We heard that the next day there was going to be a fiesta (San Antonio Abad) in the nearby village of La Matanza de Acentejo (so called because of the magnificent slaughter of invading Spaniards by the native Guanches somewhere back in the 16th century), but there are no details of where or when or exactly what the party entails.
We stop and ask at the local farmers’ market. A young girl selling earrings tells us to park at the Super Dino supermarket a few streets along and then walk uphill. We did as she said and followed the trail of animal droppings up the steep road, along a plateau overlooking the great sweep of the north of the island, green terraces tumbling down from the snow-topped mountain into the sea two miles below.
The first sign of any fiesta is a trestle table set up outside a house, piled high with turron from the factory down the road. A stout, dark-skinned woman winks at us as we pass: ‘Me compreis a la vuelta, eh?‘ We carry on up the potted road as the sun heats up. I sling my jacket over one shoulder and, given the amount of caca on the floor, regret having worn ballet shoes. Every few minutes, we press ourselves into the wall to let horses and cattle jog past.
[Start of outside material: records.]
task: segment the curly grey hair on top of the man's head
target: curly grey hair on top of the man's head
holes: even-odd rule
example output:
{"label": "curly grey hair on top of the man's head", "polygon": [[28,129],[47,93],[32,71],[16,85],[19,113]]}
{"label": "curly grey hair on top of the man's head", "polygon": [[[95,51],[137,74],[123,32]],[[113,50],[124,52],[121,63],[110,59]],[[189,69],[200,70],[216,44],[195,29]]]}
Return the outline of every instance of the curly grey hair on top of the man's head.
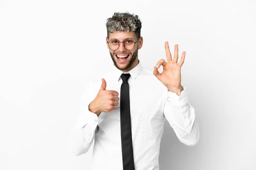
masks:
{"label": "curly grey hair on top of the man's head", "polygon": [[107,19],[107,34],[115,31],[134,31],[137,38],[140,37],[140,29],[142,27],[141,21],[138,15],[130,14],[129,12],[120,13],[115,12],[111,18]]}

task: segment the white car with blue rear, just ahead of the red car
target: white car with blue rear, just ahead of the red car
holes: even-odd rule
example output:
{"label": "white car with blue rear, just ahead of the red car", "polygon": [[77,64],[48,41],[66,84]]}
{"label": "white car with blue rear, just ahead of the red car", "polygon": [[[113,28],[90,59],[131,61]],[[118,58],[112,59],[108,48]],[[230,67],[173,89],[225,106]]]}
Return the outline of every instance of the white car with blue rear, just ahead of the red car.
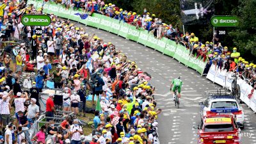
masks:
{"label": "white car with blue rear, just ahead of the red car", "polygon": [[236,118],[236,123],[244,129],[243,108],[237,102],[236,97],[231,95],[212,95],[204,102],[199,103],[201,120],[209,115],[230,114]]}

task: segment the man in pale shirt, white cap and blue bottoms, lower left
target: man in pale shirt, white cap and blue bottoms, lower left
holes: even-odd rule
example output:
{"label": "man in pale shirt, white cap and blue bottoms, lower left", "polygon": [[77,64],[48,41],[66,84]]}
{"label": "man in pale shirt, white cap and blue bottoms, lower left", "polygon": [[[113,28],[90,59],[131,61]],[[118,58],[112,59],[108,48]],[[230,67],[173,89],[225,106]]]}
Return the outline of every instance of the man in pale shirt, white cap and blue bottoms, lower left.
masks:
{"label": "man in pale shirt, white cap and blue bottoms, lower left", "polygon": [[35,119],[39,116],[39,112],[39,106],[36,105],[36,99],[31,98],[27,113],[28,128],[31,127],[32,124],[34,124]]}

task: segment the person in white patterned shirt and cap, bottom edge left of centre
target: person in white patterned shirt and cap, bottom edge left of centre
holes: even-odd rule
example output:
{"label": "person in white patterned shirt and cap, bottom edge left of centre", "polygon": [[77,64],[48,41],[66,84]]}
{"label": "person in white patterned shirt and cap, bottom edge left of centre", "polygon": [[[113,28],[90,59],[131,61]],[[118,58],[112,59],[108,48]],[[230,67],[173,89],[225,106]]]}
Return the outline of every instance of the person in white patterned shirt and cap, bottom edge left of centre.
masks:
{"label": "person in white patterned shirt and cap, bottom edge left of centre", "polygon": [[72,134],[71,142],[72,144],[81,143],[81,135],[83,135],[83,129],[78,124],[78,120],[74,120],[74,124],[70,126],[70,132]]}

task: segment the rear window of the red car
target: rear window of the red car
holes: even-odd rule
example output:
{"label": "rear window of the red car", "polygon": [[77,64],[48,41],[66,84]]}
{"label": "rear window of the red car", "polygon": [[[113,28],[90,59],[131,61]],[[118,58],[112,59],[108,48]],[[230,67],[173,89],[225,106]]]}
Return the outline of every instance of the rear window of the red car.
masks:
{"label": "rear window of the red car", "polygon": [[234,131],[232,124],[205,125],[204,132]]}

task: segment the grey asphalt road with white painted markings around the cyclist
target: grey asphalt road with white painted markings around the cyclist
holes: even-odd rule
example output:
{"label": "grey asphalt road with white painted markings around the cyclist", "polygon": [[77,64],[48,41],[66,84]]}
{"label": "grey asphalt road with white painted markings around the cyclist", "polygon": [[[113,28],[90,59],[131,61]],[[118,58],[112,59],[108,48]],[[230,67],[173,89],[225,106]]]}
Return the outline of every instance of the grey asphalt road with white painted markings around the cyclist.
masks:
{"label": "grey asphalt road with white painted markings around the cyclist", "polygon": [[[205,91],[216,89],[211,81],[201,77],[198,72],[187,68],[173,58],[154,51],[141,44],[125,40],[100,29],[78,24],[79,27],[86,29],[90,35],[102,38],[104,42],[112,42],[118,50],[121,50],[128,56],[129,60],[136,61],[138,67],[145,70],[152,76],[152,83],[156,87],[157,106],[163,109],[159,115],[159,140],[162,144],[168,143],[197,143],[197,130],[193,129],[194,124],[200,124],[200,107],[198,102],[205,99]],[[182,99],[180,99],[180,108],[174,106],[172,95],[170,94],[170,82],[173,78],[181,76],[184,85],[182,86]],[[242,137],[242,143],[256,144],[256,116],[245,104],[244,115],[246,125],[242,132],[246,132]],[[248,136],[248,134],[252,136]]]}

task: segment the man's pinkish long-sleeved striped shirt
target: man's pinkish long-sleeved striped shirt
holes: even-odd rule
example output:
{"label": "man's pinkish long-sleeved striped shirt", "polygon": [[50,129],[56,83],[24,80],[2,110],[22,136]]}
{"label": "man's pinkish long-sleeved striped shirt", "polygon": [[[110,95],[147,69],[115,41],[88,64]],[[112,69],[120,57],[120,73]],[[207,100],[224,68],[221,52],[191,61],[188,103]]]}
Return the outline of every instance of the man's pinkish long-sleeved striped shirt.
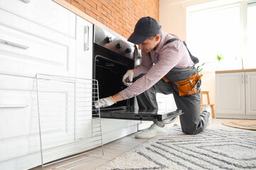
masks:
{"label": "man's pinkish long-sleeved striped shirt", "polygon": [[145,74],[137,79],[131,86],[127,87],[119,94],[125,99],[132,98],[142,94],[151,86],[154,86],[161,78],[163,78],[172,68],[187,68],[193,66],[193,61],[181,40],[166,43],[171,38],[178,38],[174,34],[168,34],[162,31],[161,41],[156,50],[150,52],[150,56],[146,52],[142,52],[142,63],[139,67],[133,69],[134,77],[139,74]]}

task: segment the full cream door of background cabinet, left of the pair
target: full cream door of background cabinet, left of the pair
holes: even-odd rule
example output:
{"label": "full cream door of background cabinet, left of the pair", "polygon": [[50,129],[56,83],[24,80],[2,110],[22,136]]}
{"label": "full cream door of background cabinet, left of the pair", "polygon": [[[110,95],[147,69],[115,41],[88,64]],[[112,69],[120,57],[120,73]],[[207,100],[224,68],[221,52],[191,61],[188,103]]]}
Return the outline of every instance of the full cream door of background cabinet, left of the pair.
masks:
{"label": "full cream door of background cabinet, left of the pair", "polygon": [[245,73],[216,74],[216,115],[245,114]]}

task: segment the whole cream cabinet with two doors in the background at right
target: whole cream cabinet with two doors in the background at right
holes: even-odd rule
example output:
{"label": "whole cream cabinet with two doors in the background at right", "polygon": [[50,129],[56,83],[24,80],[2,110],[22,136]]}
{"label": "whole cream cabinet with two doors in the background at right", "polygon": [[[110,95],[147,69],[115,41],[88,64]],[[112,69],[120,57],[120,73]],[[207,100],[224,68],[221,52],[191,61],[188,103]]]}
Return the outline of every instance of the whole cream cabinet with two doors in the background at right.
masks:
{"label": "whole cream cabinet with two doors in the background at right", "polygon": [[216,118],[256,118],[256,70],[216,72]]}

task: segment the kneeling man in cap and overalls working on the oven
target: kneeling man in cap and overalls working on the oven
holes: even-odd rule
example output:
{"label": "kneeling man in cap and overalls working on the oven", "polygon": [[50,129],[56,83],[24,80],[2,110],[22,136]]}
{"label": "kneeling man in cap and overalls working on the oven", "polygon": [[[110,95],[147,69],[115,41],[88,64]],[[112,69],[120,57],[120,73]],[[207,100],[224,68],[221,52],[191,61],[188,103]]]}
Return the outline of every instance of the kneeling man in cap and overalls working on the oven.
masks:
{"label": "kneeling man in cap and overalls working on the oven", "polygon": [[[176,38],[176,40],[169,42]],[[142,63],[139,67],[128,70],[123,82],[128,87],[114,96],[101,98],[95,107],[106,107],[137,96],[139,108],[158,108],[156,92],[174,94],[180,115],[181,129],[185,134],[196,135],[202,132],[211,119],[210,106],[204,106],[201,113],[201,76],[186,46],[174,34],[161,31],[161,26],[154,18],[143,17],[137,22],[134,33],[128,41],[139,45],[142,50]],[[133,83],[130,82],[136,77]],[[154,122],[147,130],[137,132],[137,138],[150,138],[168,135],[166,125]]]}

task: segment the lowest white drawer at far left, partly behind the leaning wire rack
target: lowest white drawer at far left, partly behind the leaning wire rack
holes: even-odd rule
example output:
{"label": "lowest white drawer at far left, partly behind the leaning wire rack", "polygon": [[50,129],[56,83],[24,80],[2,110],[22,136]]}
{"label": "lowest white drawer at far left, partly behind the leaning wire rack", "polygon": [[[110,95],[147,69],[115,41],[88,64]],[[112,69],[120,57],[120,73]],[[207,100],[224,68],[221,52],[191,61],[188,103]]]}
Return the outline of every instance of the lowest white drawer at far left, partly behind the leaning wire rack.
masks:
{"label": "lowest white drawer at far left, partly behind the leaning wire rack", "polygon": [[0,74],[0,162],[40,149],[35,79]]}

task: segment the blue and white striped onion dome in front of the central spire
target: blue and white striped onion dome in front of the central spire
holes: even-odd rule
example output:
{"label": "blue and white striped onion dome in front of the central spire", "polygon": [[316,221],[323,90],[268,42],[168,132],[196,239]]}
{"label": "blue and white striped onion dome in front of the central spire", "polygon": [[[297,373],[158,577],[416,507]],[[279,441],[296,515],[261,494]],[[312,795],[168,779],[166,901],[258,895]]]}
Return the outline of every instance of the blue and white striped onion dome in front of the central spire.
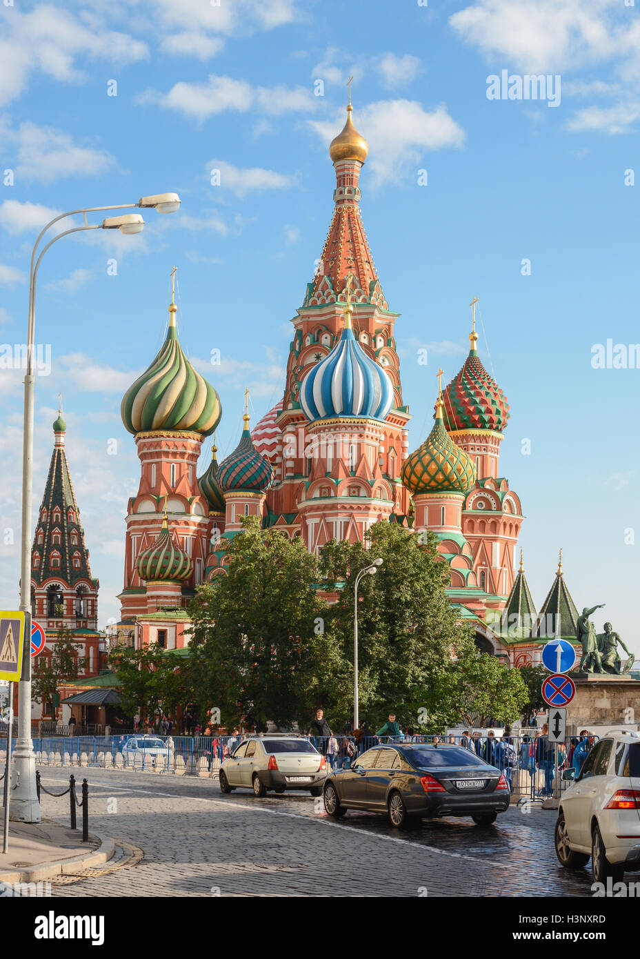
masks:
{"label": "blue and white striped onion dome in front of the central spire", "polygon": [[394,402],[391,380],[364,352],[351,326],[351,304],[345,309],[342,336],[331,353],[307,374],[300,405],[307,418],[366,416],[383,420]]}

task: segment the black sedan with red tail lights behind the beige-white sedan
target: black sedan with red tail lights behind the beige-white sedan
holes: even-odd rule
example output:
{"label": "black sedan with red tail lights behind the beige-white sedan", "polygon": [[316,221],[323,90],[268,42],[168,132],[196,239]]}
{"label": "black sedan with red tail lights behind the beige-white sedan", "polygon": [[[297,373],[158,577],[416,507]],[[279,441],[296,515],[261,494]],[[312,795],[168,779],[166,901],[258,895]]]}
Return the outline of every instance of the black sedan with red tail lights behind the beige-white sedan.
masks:
{"label": "black sedan with red tail lights behind the beige-white sedan", "polygon": [[504,773],[462,746],[399,743],[368,749],[351,769],[331,773],[324,800],[330,816],[386,812],[397,829],[419,816],[470,816],[491,826],[509,808],[510,791]]}

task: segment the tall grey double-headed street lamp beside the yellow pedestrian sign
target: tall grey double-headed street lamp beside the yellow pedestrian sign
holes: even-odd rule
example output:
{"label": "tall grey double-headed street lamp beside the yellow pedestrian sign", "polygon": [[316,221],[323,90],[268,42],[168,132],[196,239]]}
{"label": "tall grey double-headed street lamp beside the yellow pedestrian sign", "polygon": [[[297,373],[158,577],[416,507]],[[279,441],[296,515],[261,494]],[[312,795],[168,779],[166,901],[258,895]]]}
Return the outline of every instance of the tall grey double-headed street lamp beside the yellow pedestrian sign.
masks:
{"label": "tall grey double-headed street lamp beside the yellow pedestrian sign", "polygon": [[[11,819],[25,823],[39,823],[40,804],[35,791],[35,757],[31,738],[31,502],[34,460],[34,340],[35,340],[35,280],[42,257],[50,246],[82,230],[120,230],[121,233],[140,233],[145,221],[139,213],[108,217],[102,223],[88,223],[87,213],[106,210],[127,210],[133,207],[155,209],[158,213],[173,213],[180,207],[176,193],[161,193],[143,197],[137,203],[118,203],[112,206],[89,206],[60,213],[41,230],[34,244],[29,274],[29,322],[27,328],[27,368],[25,374],[24,433],[22,444],[22,536],[20,546],[20,609],[25,614],[25,642],[22,674],[18,683],[18,728],[11,770]],[[44,246],[37,260],[37,247],[47,230],[66,217],[81,213],[84,225],[74,226],[58,233]]]}

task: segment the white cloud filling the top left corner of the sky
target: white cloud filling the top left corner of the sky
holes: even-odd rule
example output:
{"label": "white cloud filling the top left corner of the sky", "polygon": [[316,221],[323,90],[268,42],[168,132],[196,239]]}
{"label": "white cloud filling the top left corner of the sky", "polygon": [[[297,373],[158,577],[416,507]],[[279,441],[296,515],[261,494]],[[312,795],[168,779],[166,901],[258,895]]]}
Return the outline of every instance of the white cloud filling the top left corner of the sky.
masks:
{"label": "white cloud filling the top left corner of the sky", "polygon": [[89,26],[60,7],[40,5],[28,13],[0,7],[0,19],[0,105],[20,96],[36,73],[58,82],[85,80],[80,58],[122,65],[149,56],[146,43],[108,30],[103,19]]}

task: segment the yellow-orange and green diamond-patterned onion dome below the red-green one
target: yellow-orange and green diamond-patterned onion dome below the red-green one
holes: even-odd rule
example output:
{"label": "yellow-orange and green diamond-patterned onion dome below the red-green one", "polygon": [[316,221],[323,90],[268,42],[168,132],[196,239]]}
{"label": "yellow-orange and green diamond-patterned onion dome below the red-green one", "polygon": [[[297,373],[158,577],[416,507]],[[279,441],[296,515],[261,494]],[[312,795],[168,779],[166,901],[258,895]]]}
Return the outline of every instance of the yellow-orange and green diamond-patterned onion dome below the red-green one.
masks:
{"label": "yellow-orange and green diamond-patterned onion dome below the red-green one", "polygon": [[416,493],[468,493],[475,482],[470,456],[446,432],[443,402],[436,403],[431,433],[402,464],[402,484]]}

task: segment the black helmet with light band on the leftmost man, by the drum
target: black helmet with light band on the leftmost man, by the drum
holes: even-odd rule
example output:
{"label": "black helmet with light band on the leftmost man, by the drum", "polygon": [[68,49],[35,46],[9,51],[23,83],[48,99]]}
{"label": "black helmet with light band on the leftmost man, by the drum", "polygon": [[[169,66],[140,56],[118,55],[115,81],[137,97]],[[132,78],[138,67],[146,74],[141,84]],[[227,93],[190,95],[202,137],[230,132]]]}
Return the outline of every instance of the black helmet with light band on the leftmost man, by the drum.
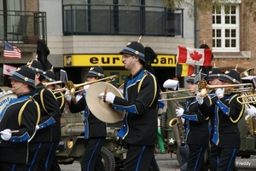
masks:
{"label": "black helmet with light band on the leftmost man, by the drum", "polygon": [[35,88],[35,72],[27,66],[20,66],[9,79],[17,80],[21,83],[27,83],[32,88]]}

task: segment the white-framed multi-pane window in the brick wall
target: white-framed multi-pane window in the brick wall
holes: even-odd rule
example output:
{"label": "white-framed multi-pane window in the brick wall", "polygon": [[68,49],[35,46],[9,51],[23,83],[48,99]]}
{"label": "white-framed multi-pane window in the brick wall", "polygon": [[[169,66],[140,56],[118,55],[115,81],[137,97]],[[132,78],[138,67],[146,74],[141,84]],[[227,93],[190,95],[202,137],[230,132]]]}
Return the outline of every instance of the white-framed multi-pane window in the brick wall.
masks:
{"label": "white-framed multi-pane window in the brick wall", "polygon": [[239,51],[239,6],[225,5],[212,10],[212,50]]}

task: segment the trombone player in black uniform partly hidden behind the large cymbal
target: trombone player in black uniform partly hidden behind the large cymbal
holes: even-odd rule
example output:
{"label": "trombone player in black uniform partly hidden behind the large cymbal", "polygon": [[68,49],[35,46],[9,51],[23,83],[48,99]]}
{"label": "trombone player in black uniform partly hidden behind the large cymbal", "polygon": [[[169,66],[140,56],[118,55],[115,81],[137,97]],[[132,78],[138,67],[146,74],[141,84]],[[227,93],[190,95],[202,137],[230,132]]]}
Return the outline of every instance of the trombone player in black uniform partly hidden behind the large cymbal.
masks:
{"label": "trombone player in black uniform partly hidden behind the large cymbal", "polygon": [[[90,68],[90,71],[86,74],[87,82],[96,81],[97,79],[104,78],[104,71],[101,66],[94,66]],[[99,120],[90,112],[90,109],[86,105],[86,91],[89,85],[84,86],[83,97],[75,103],[71,100],[69,91],[66,91],[65,97],[69,103],[69,110],[73,113],[84,111],[84,145],[85,151],[81,160],[82,171],[105,170],[102,164],[102,145],[107,136],[106,123]],[[102,113],[102,115],[104,115]]]}

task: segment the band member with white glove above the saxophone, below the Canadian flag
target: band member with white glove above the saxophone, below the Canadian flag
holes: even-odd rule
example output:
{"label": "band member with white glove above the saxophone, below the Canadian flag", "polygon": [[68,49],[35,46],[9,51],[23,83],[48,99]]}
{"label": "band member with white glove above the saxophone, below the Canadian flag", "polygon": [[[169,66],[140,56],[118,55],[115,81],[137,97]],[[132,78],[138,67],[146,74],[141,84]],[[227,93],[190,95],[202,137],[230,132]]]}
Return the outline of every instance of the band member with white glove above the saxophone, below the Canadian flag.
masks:
{"label": "band member with white glove above the saxophone, below the Canadian flag", "polygon": [[[195,75],[187,80],[189,94],[192,97],[197,93],[197,85],[194,81]],[[189,145],[187,171],[207,171],[204,156],[209,144],[208,117],[202,115],[194,97],[187,100],[185,110],[179,108],[176,110],[176,114],[177,117],[185,119],[185,143]]]}

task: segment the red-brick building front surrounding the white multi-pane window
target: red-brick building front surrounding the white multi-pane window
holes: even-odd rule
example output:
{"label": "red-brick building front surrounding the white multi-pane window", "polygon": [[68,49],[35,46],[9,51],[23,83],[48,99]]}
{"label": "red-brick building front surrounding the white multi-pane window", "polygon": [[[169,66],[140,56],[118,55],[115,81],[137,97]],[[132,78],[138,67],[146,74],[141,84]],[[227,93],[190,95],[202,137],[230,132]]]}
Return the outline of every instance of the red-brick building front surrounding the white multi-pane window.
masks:
{"label": "red-brick building front surrounding the white multi-pane window", "polygon": [[256,23],[247,9],[241,0],[199,15],[199,42],[205,41],[212,49],[212,66],[223,71],[236,66],[239,71],[254,68]]}

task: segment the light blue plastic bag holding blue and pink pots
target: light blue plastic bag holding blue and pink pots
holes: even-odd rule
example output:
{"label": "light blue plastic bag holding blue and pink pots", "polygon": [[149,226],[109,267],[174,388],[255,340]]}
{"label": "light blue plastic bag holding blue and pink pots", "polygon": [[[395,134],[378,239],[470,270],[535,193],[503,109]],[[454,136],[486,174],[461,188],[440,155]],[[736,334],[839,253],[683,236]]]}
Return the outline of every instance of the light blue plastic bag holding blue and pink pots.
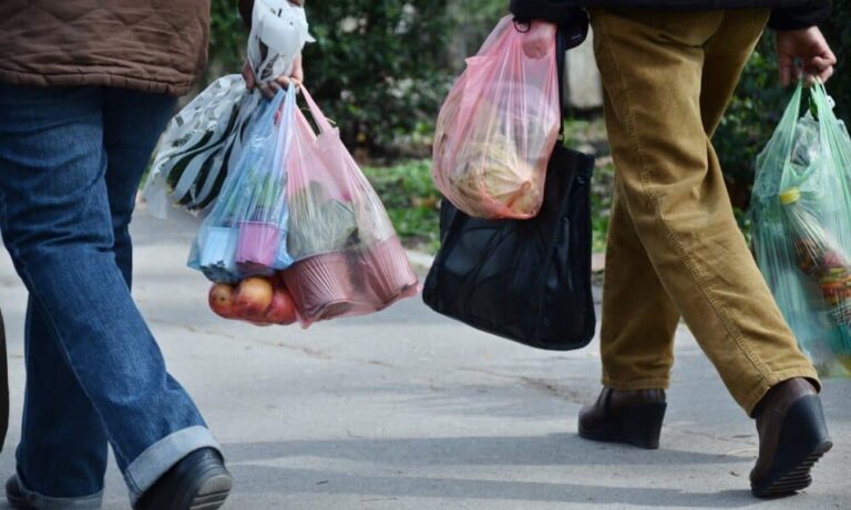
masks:
{"label": "light blue plastic bag holding blue and pink pots", "polygon": [[189,267],[209,280],[234,283],[293,263],[287,252],[287,154],[295,85],[264,102],[222,194],[198,230]]}

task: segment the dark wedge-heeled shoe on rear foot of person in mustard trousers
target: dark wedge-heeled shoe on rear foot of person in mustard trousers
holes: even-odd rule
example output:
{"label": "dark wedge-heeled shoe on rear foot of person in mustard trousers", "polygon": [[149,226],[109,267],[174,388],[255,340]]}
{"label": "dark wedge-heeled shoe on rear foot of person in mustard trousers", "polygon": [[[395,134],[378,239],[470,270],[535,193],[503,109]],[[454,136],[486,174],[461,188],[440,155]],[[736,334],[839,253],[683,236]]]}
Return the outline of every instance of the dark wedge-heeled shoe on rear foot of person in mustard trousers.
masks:
{"label": "dark wedge-heeled shoe on rear foot of person in mustard trousers", "polygon": [[580,436],[656,449],[666,407],[664,389],[622,392],[604,387],[596,404],[580,412]]}

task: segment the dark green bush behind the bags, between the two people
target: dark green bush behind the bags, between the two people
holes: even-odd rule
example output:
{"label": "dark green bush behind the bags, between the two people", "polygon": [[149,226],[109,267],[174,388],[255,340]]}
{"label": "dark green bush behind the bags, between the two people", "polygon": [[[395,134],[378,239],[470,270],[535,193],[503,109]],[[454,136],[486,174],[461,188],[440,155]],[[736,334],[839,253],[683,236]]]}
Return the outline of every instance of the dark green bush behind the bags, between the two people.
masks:
{"label": "dark green bush behind the bags, between the two people", "polygon": [[[372,156],[424,155],[452,77],[506,0],[308,0],[317,42],[305,81],[346,145]],[[247,30],[233,0],[212,1],[207,81],[238,72]]]}

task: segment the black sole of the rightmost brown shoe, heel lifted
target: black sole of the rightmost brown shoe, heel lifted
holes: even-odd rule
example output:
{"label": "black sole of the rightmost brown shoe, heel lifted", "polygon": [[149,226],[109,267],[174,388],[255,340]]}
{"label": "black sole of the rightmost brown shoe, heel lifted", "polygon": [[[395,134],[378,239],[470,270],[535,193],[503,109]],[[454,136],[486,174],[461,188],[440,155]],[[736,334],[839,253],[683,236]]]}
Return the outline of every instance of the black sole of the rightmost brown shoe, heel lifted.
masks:
{"label": "black sole of the rightmost brown shoe, heel lifted", "polygon": [[833,447],[817,396],[803,397],[789,408],[778,445],[766,480],[751,482],[750,491],[757,498],[790,496],[812,483],[810,470]]}

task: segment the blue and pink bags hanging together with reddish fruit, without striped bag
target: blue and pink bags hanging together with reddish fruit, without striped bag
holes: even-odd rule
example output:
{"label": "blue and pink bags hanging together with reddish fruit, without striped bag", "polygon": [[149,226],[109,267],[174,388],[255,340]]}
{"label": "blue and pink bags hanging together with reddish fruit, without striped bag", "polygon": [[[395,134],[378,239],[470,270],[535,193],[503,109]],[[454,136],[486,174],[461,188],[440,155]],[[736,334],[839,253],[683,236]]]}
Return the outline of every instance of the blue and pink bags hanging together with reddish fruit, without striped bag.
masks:
{"label": "blue and pink bags hanging together with reddish fruit, without striped bag", "polygon": [[189,256],[227,319],[307,327],[417,293],[381,201],[300,91],[319,133],[296,107],[295,84],[265,102]]}

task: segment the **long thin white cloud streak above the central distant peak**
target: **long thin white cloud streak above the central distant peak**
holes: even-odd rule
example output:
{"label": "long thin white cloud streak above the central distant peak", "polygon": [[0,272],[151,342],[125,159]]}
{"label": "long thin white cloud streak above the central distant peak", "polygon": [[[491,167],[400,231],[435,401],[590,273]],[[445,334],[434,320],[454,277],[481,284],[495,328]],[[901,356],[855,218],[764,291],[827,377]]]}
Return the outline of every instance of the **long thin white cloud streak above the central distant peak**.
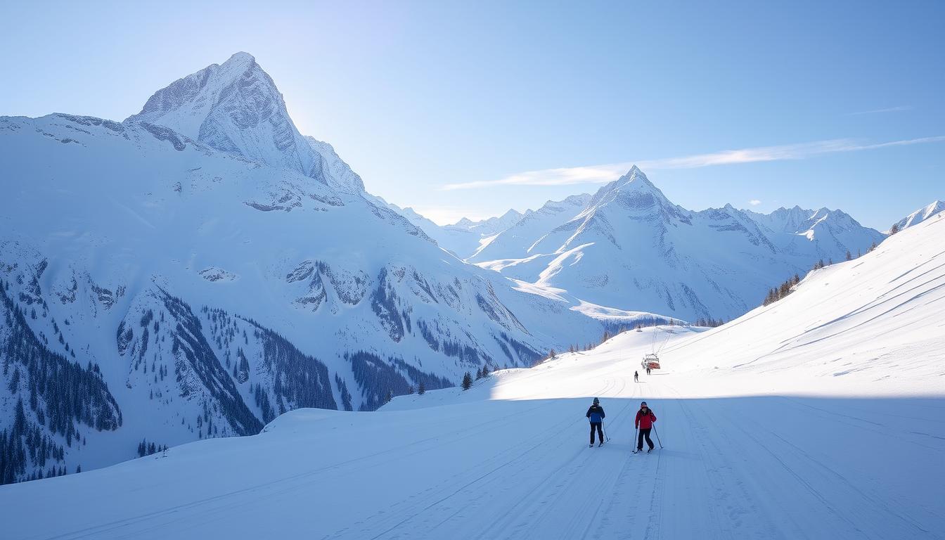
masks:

As we come into the village the turron stalls become a little thicker on the ground (from two firms, apparently bitter rivals) and, as well as the regular bars, garage doors are flung open, stocked with wine and named after the lady of the house. Coming into the centre of the village of San Antonio, 3 or 4 stone walled fields are full of animals. Two, those closest to Teide, for horses, one for cows and another for donkeys. The owners, mostly young, gypsy-looking (and sounding) men stand buullishly by their animals, thumbs hooked through their belt loops. No-one is drunk, I think to my surprise. Kids and adults alike wander up the thoroughfare, enjoying the spectacle. Groups of boys sit on the fences and joke with one another. ‘Eh, guapa,’ a tall man with Canarian auburn hair touches my arm. ”Stas aqui sola?’ I nod towards my companion. The man leaves without a word.
Closer to the church, the crowd grows even thicker and there are 4 enclosures for the small, spiral-horned goats typical of the islands. In the pen closest to the church, they sit on their haunches and some doze in the watery light of late January.
One pen is manned by a pair of young dads – brothers, by the look of them, one maybe three or four years older than the other – who periodically grab one of the animals by the horns and drag it to the corner of the pen to be milked, the goat all the time staggering away towards its sisters, anchored to the spot only by the pressure of the boy’s thumbs on its bluish udder. A kid tries to muscle in for a feed but is expertly knocked aside by the back of the boy’s hand while the fingers and thumb continue milking.
Old men from the nearby villages lean on the fence posts and talk slowly. Some wear the traditional white fleece cloak of the island, others flat caps and others still wear ancient Nike airs, pumped up specially for the occasion.
We push past the goats, up the stone stairs to the church. You have to shoulder your way in to see the queue of people bearing white cloths to be blessed. On the street, makeshift toy stalls sell plastic guns for the boys and paper tiaras for the girls. Stalls selling fried food compete for space – the aroma of oil fills the air – and men drink beer from plastic cups. A girl leads her brown ox, sad-eyed and hot, through the crowd, absent-mindedly winding a white cloth about its right horn. The beast veers to the left and she hauls it back into the middle of the road. She is magnificent: fully made-up , wearing a new black and pink tracksuit and stilettos. Her father, in a suit and tie, pulls a similar animal alongside her in a straight line. People get out of the way.
Still further up the hill, yet more houses are turned, as if by some happy kind of magic, into bars and obligingly packed out by revellers.
We watch the animals some more and duck into one of the house-bars. A tall boy of about my age serves us – home made wine decanted from a huge plastic tub into glass bottles – and runs out of the bar for no apparent reason. We sit at a barrel and wach local men drift in, toast one another incomprehensibly, and drift out once more to the street.
The fiesta of San Antonio Abad (patron saint of animals) is held annually throughout Spain. We went to the fiesta in the San Antonio neighbourhood of La Matanza de Acentejo, on the North coast of Tenerife. The town is easily reached by car, but you can expect a good uphill walk to get to the fiesta as many of the town’s streets are closed.
The saint’s day itself is the 19th of January, but festivities tend to come to a head on the nearest Sunday. Keep your eyes on the local press (including the town website) for more concrete details of local events, and ask around – word of mouth is the best way to find out about the majority of Tenerife’s festivals.